Family fleeing Taliban stranded at İstanbul Airport, faces deportation

Photo: BBC Türkçe

An extended family of 16 fleeing from the Taliban-occupied city of Herat in Afghanistan has been stranded at İstanbul Airport for nearly a month and is at risk of deportation despite applying for international protection, BBC Turkish service reported.

Members of the family said if they were to be sent back to Afghanistan, their lives would be in danger. The asylum seekers said their applications for protection were never forwarded to the proper agency and that they fear Turkish authorities are making them wait at the airport for deportation.

One man identified as Ahmed said he worked for an American company before he fled Afghanistan and that one member of the family was killed by the Taliban. The incident prompted him to leave the country, and he said he was now in even more danger because the Taliban were aware they were on the run.

“There is no way we can return to Afghanistan,” he said. “We are marked people, and if Turkey sends us back we will almost certainly be killed.”

Turkey maintains a geographical limitation to the 1951 Refugee Convention and only applies it to individuals originating from European countries.

In April 2013 Turkey adopted a comprehensive, EU-inspired Law on Foreigners and International Protection. According to this law, Turkey has obligations towards all persons in need of protection, regardless of country origin, but the geographical limitation continues to exist, meaning an applicant can be granted refugee status only if s/he is coming from a European country.

Non-Europeans are registered as international protection applicants. The applications are processed by Turkey’s Directorate General of Migration Management (DGMM). If asylum seekers come in contact with security officers, then their application is sent to the DGMM by the officers.

According to the BBC the DGMM told them that they had not received any information about the family, and the authorities from İstanbul Airport denied requests for an interview.

Ahmed said there were sick and old family members as well as an 18-month-old baby and that the conditions in the airport were not suitable for a long stay. “The baby and seniors need urgent medical attention,” he said.

According to Ahmed, they lacked baby formula, blankets and other basic needs. “No-body asked us if we were hungry or had water,” he said. “We are feeding the baby sugar water because we don’t have anything else.”

After the baby became sick, paramedics came and gave them a pain killer but later agreed to take the child to the hospital after its condition took a turn for the worse. However, the other sick family members were not treated or given any medication.

A lawyer whose name was not disclosed by the BBC said Turkey was increasingly rejecting applications for international protection. Applicants had the right to appeal but were made to wait up to a year for results.

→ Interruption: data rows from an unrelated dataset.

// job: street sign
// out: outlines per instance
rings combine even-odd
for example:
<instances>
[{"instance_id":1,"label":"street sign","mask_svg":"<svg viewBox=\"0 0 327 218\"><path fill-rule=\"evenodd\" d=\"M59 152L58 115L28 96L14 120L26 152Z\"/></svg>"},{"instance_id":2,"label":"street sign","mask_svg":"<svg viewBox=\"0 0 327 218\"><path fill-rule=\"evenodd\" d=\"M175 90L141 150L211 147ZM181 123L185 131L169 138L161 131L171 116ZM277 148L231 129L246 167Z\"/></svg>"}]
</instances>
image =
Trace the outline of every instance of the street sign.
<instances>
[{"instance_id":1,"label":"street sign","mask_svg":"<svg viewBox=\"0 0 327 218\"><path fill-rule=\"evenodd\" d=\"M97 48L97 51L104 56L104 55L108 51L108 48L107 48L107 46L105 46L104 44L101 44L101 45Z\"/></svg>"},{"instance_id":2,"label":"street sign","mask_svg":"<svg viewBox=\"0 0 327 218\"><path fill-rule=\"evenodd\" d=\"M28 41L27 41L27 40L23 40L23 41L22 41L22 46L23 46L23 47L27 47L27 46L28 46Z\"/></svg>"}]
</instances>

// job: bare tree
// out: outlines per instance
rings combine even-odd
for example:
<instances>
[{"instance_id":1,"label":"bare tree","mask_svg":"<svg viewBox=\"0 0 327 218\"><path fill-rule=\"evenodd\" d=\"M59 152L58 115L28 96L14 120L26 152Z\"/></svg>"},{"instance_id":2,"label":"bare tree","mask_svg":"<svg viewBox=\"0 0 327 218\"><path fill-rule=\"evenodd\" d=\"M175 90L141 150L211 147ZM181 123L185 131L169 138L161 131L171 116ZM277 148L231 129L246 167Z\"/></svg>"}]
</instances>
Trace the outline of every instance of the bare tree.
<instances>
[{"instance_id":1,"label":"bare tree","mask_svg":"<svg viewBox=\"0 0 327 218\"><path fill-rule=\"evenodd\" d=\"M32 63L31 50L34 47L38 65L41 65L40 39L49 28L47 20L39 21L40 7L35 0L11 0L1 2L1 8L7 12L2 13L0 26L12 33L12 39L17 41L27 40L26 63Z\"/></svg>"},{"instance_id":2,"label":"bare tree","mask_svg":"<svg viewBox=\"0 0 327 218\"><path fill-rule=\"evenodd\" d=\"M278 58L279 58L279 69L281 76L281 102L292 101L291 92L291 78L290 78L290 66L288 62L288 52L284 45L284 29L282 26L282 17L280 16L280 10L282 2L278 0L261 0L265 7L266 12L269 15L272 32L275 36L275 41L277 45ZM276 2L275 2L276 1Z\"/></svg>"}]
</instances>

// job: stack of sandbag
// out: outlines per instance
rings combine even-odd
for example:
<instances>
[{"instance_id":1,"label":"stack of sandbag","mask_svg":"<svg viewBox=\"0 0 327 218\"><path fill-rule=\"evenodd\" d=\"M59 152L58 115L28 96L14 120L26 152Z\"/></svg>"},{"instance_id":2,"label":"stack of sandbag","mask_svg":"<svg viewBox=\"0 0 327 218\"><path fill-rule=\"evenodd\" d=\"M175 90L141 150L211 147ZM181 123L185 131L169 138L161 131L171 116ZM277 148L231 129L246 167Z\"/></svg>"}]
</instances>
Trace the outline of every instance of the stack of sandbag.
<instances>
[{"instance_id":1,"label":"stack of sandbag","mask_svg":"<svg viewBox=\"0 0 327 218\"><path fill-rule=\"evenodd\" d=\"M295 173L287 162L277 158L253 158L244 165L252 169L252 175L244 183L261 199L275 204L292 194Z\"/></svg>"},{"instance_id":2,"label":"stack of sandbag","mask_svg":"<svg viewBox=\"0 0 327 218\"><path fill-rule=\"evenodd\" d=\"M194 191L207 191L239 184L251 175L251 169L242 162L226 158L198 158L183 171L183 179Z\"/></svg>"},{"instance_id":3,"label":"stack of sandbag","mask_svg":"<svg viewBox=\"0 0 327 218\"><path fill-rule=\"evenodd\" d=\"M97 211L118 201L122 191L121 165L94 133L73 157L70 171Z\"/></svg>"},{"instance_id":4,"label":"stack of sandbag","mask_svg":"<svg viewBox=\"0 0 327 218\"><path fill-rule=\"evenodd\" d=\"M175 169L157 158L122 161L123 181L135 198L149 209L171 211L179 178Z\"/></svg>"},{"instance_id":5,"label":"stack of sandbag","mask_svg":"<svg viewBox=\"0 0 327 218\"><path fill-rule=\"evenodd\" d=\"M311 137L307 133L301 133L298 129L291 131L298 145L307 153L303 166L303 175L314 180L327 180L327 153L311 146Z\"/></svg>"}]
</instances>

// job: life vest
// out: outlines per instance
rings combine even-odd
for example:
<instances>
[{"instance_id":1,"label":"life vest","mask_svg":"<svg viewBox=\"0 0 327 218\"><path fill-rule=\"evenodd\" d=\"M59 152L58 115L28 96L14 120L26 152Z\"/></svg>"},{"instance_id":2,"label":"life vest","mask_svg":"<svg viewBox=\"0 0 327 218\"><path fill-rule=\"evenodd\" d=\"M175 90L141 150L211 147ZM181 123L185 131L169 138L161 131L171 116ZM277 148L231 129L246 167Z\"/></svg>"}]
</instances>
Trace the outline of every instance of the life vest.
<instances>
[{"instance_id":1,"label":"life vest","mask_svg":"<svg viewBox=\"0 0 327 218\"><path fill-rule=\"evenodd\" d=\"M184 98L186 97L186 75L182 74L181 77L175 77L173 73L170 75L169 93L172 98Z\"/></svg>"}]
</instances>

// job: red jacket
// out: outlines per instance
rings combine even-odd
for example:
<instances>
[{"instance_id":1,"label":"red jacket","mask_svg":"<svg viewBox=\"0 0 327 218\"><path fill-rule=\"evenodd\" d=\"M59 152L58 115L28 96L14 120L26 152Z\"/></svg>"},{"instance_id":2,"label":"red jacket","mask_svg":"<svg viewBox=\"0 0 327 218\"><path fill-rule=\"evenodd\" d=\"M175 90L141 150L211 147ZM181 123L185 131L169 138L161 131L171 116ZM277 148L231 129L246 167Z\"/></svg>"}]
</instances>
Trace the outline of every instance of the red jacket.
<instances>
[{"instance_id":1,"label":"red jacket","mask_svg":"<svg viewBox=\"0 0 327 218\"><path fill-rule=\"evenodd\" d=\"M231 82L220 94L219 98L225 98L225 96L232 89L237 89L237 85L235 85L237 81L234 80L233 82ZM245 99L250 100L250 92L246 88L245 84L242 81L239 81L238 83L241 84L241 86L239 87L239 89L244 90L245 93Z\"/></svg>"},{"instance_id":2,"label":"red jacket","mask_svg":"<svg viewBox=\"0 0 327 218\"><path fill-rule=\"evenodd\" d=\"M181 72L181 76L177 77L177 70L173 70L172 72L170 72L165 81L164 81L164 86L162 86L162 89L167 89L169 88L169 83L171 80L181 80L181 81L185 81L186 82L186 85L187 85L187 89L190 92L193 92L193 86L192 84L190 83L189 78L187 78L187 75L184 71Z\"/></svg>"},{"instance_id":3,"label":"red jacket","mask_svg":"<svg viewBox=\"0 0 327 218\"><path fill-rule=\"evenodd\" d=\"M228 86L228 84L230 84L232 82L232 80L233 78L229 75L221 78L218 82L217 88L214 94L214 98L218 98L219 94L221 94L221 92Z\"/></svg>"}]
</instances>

“During this period these people live in transit zones such as airports,” said the lawyer. “They are made to live in poor conditions without enough food, clean water or access to healthcare.”

Under international human rights law, the principle of non-refoulement prohibits states from transferring or removing individuals from their jurisdiction or effective control when there are substantial grounds for believing the person would be at risk of irreparable harm upon return, including persecution, torture, ill-treatment or other serious human rights violations. The principle is explicitly mentioned in the Convention against Torture and Other Cruel, Inhuman or Degrading Treatment or Punishment (CAT) and the International Convention for the Protection of All Persons from Enforced Disappearance (ICPPED).